Gate-defined wires in twisted bilayer graphene: from electrical detection of inter-valley coherence to internally engineered Majorana modes

TL;DR

This paper proposes using gate-defined wires in twisted bilayer graphene to detect inter-valley coherence and engineer Majorana modes, advancing quantum computing and understanding of correlated states.

Contribution

It introduces a method to reveal symmetry-breaking in TBG and demonstrates how to create Majorana zero modes using gate-defined structures and proximity effects.

Findings

Gate-defined wires detect inter-valley coherence signatures.

Majorana zero modes can form at zero magnetic field.

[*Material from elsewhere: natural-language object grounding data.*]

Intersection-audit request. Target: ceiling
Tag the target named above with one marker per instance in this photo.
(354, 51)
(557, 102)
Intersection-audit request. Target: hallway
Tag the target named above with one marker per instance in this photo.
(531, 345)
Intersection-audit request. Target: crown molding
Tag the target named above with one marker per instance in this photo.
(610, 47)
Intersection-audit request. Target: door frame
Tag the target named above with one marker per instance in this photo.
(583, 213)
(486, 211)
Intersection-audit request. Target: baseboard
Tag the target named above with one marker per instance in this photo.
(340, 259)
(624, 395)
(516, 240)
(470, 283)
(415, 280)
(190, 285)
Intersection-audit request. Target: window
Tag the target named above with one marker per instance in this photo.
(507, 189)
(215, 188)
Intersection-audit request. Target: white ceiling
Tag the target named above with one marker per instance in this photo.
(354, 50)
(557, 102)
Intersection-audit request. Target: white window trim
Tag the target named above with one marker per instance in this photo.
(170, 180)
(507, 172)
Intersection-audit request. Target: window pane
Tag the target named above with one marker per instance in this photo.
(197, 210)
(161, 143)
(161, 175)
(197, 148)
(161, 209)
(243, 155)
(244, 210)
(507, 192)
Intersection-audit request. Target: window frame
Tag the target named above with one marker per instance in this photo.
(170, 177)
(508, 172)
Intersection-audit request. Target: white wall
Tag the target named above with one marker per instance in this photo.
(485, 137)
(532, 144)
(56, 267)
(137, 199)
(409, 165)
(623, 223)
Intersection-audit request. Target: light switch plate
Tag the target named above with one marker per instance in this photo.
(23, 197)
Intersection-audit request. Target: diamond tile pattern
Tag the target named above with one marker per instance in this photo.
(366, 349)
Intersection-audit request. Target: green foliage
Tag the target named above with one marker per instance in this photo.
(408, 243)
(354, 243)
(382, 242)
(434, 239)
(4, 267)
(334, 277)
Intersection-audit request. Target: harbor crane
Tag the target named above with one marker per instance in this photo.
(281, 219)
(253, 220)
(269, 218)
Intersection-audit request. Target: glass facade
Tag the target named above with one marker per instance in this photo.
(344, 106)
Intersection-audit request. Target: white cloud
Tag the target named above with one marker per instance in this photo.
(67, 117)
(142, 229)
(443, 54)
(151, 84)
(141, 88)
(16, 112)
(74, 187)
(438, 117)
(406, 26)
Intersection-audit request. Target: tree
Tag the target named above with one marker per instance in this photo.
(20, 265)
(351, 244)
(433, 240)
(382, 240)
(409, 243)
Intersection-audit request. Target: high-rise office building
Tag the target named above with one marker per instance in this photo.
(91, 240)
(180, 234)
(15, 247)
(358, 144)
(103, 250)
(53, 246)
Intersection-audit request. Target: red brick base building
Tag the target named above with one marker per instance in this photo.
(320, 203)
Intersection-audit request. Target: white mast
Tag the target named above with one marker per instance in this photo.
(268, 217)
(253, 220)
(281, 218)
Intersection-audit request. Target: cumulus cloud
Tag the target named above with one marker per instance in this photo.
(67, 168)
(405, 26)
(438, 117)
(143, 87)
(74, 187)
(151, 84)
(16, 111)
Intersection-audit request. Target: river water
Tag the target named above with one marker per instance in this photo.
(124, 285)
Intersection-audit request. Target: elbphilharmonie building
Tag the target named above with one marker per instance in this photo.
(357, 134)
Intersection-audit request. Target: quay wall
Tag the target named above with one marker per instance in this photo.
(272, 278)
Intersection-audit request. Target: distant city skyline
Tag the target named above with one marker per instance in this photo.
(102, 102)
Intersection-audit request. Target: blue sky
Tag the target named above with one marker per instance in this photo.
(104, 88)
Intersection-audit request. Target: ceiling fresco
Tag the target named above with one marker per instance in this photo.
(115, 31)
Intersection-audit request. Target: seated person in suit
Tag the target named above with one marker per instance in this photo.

The approach enables gate-tunable topological qubits.

Abstract

Twisted bilayer graphene (TBG) realizes a highly tunable, strongly interacting system featuring superconductivity and various correlated insulating states. We establish gate-defined wires in TBG with proximity-induced spin-orbit coupling as $(i)$ a tool for revealing the nature of correlated insulators and $(ii)$ a platform for Majorana-based topological qubits. In particular, we show that the band structure of a gate-defined wire immersed in an `inter-valley coherent' correlated insulator inherits electrically detectable fingerprints of symmetry breaking native to the latter. Surrounding the wire by a superconducting TBG region on one side and an inter-valley coherent correlated insulator on the other further enables the formation of Majorana zero modes--possibly even at zero magnetic field depending on the precise symmetry-breaking order present. Our proposal not only introduces a highly gate-tunable topological qubit medium relying on internally generated proximity effects, but can also shed light on the Cooper-pairing mechanism in TBG.